But in the aftermath of the Zombie Apocalypse, you may find yourself hard pressed to put together a guest list of eight living people for that dinner party you’ve been planning. If you need to invite some of your zombie neighbors over to fill those empty places, the following tips will help ensure that things go smoothly.

Setting the Table for Zombies

Don’t waste your time agonizing over the proper placement of the utensils or glassware. Zombies don’t know a salad fork from a spleen. Instead, you should focus on a table setting that’s more functional than decorative. An industrial tarp will be much more durable and stain-resistant than your fancy table linen, and sheets of plastic will protect your windows, walls, and family photos from the inevitable spatter when the zombies begin shoveling food into their gaping, rotting maws.

Saying Grace

Religion can be a touchy subject around zombies. Some adhere to Caribbean voodoo beliefs, while others may choose to gather in subterranean grottoes and worship undetonated nuclear warheads. Others still may profess no belief, and may eschew the social norms of saying grace in favor of simply diving into the food and devouring it with reckless abandon.
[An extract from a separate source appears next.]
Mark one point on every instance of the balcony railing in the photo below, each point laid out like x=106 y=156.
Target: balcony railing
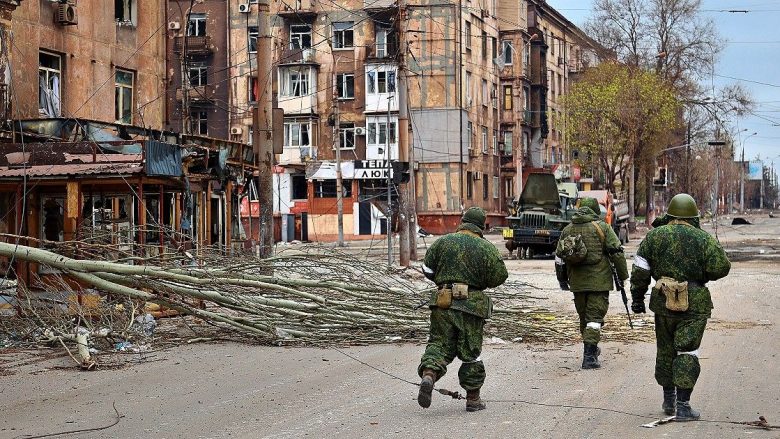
x=201 y=93
x=299 y=56
x=194 y=45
If you must start dinner off with a prayer, keep it short and try to avoid words like “unholy” and “abomination.”

Setting a Menu for Zombies

Zombies aren’t known for their discerning taste, and probably won’t be impressed by a wide array of appetizers or a professional wine selection. In fact, your best bet is to simply provide several buckets of fresh brains, with an occasional heart or intestine thrown in to spice things up.

Zombies also tend to be ravenous, as they’re lacking any kind of neurological trigger to let them know when they’re “full.” For this reason, you should be careful about portioning out the brains so your zombie guests won’t overeat to the point of exploding. Should this happen despite your best efforts, at least your tarps and plastic sheets will make cleanup a breeze.
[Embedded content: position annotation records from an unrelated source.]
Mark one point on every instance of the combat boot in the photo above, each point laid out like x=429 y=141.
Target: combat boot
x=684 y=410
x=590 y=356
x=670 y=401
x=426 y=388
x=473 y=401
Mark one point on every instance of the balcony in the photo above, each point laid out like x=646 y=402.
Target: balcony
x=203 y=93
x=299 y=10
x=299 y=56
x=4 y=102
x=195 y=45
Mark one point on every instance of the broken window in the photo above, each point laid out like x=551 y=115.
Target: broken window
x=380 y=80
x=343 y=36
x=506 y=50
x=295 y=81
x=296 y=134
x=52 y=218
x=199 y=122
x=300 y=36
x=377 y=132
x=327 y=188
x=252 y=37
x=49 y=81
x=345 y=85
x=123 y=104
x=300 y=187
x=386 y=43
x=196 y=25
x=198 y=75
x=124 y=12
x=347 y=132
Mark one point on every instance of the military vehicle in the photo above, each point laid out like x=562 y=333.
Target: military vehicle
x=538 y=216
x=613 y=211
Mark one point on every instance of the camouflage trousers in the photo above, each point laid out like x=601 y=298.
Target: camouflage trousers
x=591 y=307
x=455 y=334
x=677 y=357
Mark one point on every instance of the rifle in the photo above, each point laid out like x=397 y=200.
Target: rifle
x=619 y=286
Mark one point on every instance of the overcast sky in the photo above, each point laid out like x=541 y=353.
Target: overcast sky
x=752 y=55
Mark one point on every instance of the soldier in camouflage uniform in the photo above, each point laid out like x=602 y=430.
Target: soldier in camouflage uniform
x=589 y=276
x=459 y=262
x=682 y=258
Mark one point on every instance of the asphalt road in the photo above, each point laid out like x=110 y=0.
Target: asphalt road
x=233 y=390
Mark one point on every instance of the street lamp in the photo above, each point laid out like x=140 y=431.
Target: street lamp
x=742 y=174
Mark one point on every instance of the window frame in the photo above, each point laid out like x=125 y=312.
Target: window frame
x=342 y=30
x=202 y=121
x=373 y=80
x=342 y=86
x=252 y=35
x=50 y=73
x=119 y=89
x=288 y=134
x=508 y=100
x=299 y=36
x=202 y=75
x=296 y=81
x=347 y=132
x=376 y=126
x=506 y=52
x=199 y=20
Making Conversation with Zombies

Most zombies have long since lost the capacity for human speech, but there remain a small minority with limited communication skills. Try not to leave them out when you’re conversing with your other dinner guests. If necessary, steer the conversation to a topic of interest to zombies, such as brains.

You should also bear in mind that even the most talkative of zombies will likely be missing a portion of its face, lips, or tongue, which can make communication problematic at best. This should provide you with a good opportunity to practice your listening skills. Nod occasionally, and respond with noncommittal replies such as “Uh huh,” or “I see.” Body language can also be important when conversing with a zombie, assuming it has enough body left for non-verbal communication.

Wrapping Up the Party

Unfortunately, most zombies lack the social skills to know when it’s time to leave. You can try dropping hints, such as yawning incessantly, commenting on the lateness of the hour, or putting on your pajamas. If your zombie guests fail to take the hint, you may be force to resort to more drastic measures, like fire or a double-tap to the brain pan.

Just follow these guidelines for your next zombie dinner party, and you’re sure to be the talk of what’s left of your town!